This article in the American Bar Association Journal caught my attention. The long and short of it is that a new associate at a huge law firm bought his fiancee a $100,000 (yep, six figures) engagement ring. The associate, Ryan Strasser, who probably makes about $175,000 a year, says he budgeted $40,000 for an engagement ring, but his fiancee, Sarah Jones Dickens, said she was worth at least a 3.5 carat ring, so Strasser ponied up the extra $60 grand to please his future wife with a 4 carat rock. Things went south, the engagement was broken off, and now the lawyer wants the ring back. Strasser left the $4,800/month house the two had been sharing while Dickens finished her dissertation in art history, but continued to pay the rent. He claims there was an agreement that he would let her stay, he’d pay the rent, but she’d give the ring back. Now Dickens claims the ring is hers, no strings attached.
So what’s the connection between this sad tale of unrequited love and bankruptcy? Well, Strasser might end up there but the real moral of this story is that just because you have money doesn’t mean you can’t get yourself into a lot of financial difficulty. Strasser apparently financed the ring through a combination of savings, credit cards and a $30,000 personal loan. In other words, he’s got what we in the business call a butt-load of consumer debt. That debt is bearing interest that’s probably in the high teens. As one commentator to this article put it, “he’ll be well into alimony from wife number 1 before he finishes paying off this mistake with his fiancee.” Now that’s kind of cynical, but there’s a lot of truth to the statement.
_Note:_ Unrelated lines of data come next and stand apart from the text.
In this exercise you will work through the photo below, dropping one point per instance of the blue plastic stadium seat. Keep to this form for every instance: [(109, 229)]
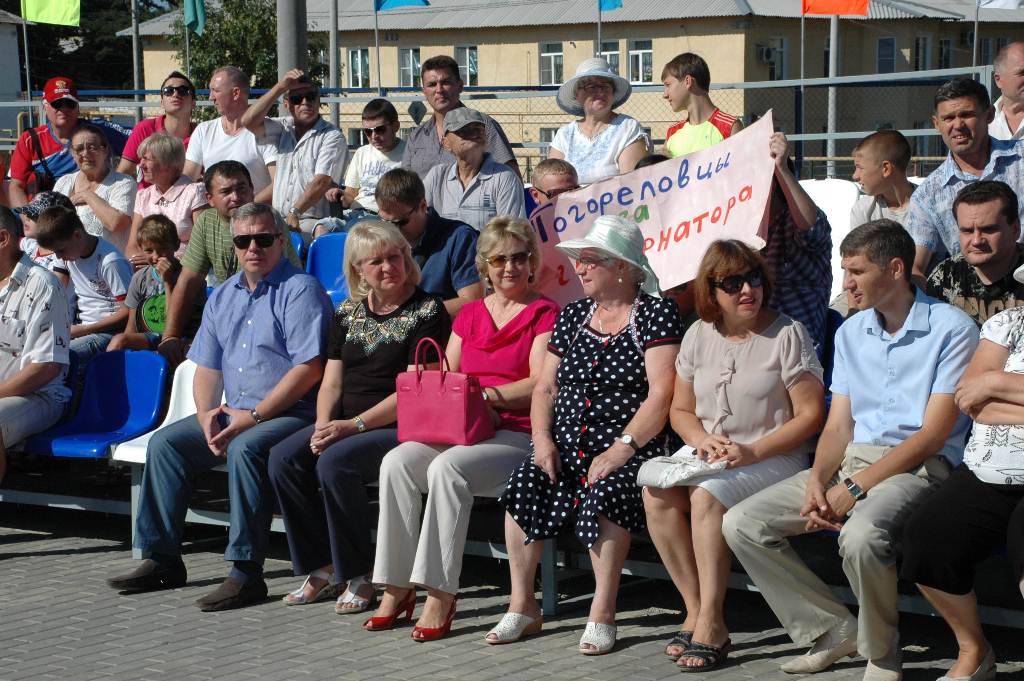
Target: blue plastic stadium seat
[(326, 262), (122, 399)]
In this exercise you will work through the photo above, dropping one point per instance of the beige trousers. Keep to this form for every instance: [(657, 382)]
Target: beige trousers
[(757, 529), (431, 556)]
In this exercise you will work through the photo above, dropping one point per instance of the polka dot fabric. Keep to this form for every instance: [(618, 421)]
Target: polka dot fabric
[(601, 383)]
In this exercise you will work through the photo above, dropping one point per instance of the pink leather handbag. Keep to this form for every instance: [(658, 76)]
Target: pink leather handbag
[(440, 407)]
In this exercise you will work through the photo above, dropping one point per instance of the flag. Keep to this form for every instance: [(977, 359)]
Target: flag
[(384, 5), (64, 12), (848, 7), (195, 11)]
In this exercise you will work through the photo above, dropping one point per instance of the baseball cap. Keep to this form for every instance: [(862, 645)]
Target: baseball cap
[(59, 87), (457, 119), (41, 202)]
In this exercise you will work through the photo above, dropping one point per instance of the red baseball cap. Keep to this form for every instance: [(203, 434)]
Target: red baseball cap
[(59, 87)]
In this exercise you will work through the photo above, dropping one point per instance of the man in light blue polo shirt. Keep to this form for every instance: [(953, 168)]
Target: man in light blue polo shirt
[(475, 187), (260, 346), (963, 113), (893, 428)]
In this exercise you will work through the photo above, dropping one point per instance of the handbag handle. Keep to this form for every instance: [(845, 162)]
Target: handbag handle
[(423, 346)]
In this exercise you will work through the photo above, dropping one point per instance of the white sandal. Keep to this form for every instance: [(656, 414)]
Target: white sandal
[(599, 635), (514, 626), (352, 599), (329, 590)]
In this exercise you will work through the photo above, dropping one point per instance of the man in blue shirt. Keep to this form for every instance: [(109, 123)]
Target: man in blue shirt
[(259, 355), (893, 428), (963, 113), (445, 250)]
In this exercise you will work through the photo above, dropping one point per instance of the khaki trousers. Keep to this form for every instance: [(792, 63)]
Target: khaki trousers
[(757, 529), (451, 476)]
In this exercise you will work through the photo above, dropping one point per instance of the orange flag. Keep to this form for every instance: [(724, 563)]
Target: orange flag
[(846, 7)]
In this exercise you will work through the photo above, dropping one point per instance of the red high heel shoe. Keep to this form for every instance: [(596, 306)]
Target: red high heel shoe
[(404, 610), (422, 634)]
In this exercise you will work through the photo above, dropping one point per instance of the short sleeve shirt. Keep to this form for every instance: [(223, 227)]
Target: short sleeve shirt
[(424, 150), (890, 378), (495, 190), (375, 348)]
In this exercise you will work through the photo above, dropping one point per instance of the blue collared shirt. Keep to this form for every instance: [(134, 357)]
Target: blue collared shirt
[(256, 337), (889, 379), (930, 218)]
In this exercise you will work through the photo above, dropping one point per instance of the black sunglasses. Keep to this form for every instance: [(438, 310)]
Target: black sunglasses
[(311, 97), (263, 240), (734, 283), (180, 90)]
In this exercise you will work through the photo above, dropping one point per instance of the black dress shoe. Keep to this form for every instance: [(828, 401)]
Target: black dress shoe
[(150, 576), (232, 593)]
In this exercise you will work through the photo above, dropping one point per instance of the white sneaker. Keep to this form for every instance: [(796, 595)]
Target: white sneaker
[(838, 642)]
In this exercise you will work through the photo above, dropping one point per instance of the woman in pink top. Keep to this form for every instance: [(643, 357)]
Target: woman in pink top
[(502, 340), (169, 193), (177, 97)]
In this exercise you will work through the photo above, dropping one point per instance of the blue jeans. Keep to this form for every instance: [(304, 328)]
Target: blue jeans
[(178, 453)]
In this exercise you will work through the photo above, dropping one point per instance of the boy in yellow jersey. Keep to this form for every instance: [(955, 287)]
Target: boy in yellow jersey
[(687, 80)]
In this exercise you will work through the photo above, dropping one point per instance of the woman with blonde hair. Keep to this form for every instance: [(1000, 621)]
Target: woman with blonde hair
[(502, 340), (320, 473)]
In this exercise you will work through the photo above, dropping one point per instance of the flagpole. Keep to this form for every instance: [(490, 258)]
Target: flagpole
[(377, 42)]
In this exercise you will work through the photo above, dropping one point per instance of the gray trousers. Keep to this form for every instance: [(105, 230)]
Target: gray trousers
[(757, 529)]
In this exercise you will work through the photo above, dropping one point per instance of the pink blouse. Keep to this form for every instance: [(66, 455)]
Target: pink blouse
[(498, 356)]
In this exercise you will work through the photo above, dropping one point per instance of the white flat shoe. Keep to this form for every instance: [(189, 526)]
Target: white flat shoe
[(512, 627), (598, 635)]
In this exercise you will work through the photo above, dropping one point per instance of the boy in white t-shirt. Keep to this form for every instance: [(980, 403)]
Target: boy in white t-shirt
[(100, 275)]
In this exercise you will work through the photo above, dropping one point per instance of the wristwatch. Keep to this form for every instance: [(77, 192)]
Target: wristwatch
[(855, 490), (626, 438)]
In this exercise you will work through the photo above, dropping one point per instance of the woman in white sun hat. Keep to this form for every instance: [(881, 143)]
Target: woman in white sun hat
[(601, 143)]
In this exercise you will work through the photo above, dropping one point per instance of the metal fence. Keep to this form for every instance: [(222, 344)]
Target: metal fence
[(529, 116)]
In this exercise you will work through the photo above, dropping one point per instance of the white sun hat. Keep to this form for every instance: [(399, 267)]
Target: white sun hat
[(595, 67)]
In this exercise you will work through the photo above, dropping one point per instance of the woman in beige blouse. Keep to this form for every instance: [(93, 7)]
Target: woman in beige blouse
[(749, 393)]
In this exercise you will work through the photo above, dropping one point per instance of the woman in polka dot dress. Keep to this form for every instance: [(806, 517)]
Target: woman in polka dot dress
[(599, 411)]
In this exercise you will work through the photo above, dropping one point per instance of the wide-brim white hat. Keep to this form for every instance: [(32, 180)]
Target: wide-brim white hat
[(621, 239), (595, 67)]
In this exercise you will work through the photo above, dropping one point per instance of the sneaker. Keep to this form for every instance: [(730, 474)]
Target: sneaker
[(150, 576), (232, 593)]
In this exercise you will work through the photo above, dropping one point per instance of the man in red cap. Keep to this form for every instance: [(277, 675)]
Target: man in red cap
[(43, 153)]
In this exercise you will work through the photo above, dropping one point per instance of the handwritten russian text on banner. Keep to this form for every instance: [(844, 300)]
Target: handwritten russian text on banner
[(681, 207)]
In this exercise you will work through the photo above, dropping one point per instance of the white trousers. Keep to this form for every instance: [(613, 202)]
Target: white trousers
[(431, 556)]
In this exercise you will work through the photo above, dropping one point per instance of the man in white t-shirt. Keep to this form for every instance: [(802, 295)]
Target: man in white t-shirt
[(100, 275), (311, 153), (224, 138), (1009, 121)]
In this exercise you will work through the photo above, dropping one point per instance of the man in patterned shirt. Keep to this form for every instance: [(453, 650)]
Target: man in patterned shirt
[(979, 280)]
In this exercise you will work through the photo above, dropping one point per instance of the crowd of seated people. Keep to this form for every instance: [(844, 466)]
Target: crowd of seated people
[(300, 402)]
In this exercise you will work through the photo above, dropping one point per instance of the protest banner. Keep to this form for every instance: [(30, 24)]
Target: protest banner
[(681, 206)]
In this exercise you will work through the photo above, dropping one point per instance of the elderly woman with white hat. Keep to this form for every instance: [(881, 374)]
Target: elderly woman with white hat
[(599, 410), (602, 143)]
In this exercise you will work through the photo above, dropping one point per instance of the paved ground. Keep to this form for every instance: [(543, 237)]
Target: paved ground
[(59, 621)]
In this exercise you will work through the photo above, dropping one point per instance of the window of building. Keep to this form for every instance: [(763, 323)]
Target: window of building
[(922, 53), (358, 67), (885, 55), (609, 50), (551, 64), (409, 67), (466, 56), (641, 61), (945, 53)]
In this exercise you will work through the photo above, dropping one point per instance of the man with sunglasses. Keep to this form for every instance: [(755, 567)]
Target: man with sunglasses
[(311, 153), (445, 250), (474, 188), (441, 89), (259, 359), (43, 154)]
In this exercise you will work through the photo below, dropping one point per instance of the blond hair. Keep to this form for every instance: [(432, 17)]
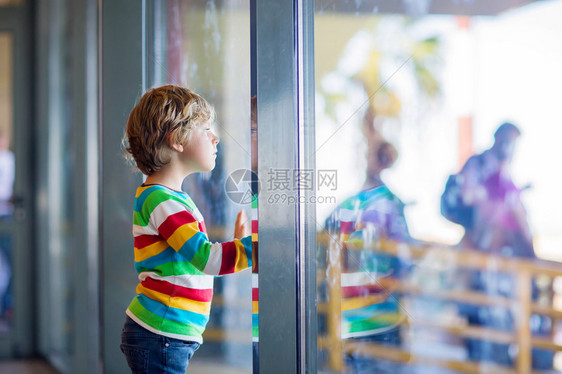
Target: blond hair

Strasser exhibited several signs of bankruptcy prone people. First, he let emotion get in the way of clear thinking. Really, if your fiancee says she’s “worth” a $100k ring, isn’t that a red flag? Secondly, he let the fact that he’s making good money cloud his judgment about his ability to meet his obligations. You can never make enough money to cover your expenses, because expenses have a way of expanding to consume the money available. What you have to do is learn to live within your income, whether that’s $17,500 or $175,000 per year. Thirdly, he turned to credit cards and personal loans to finance what was never a necessity in the first place.
Most of the time people file bankruptcy due to circumstances beyond their control, such as job loss, unexpected and uninsured medical expenses, death of a spouse, that sort of thing. But a good number of people put themselves on the fast track to bankruptcy by acting like Mr. Strasser. And it doesn’t matter how much they make.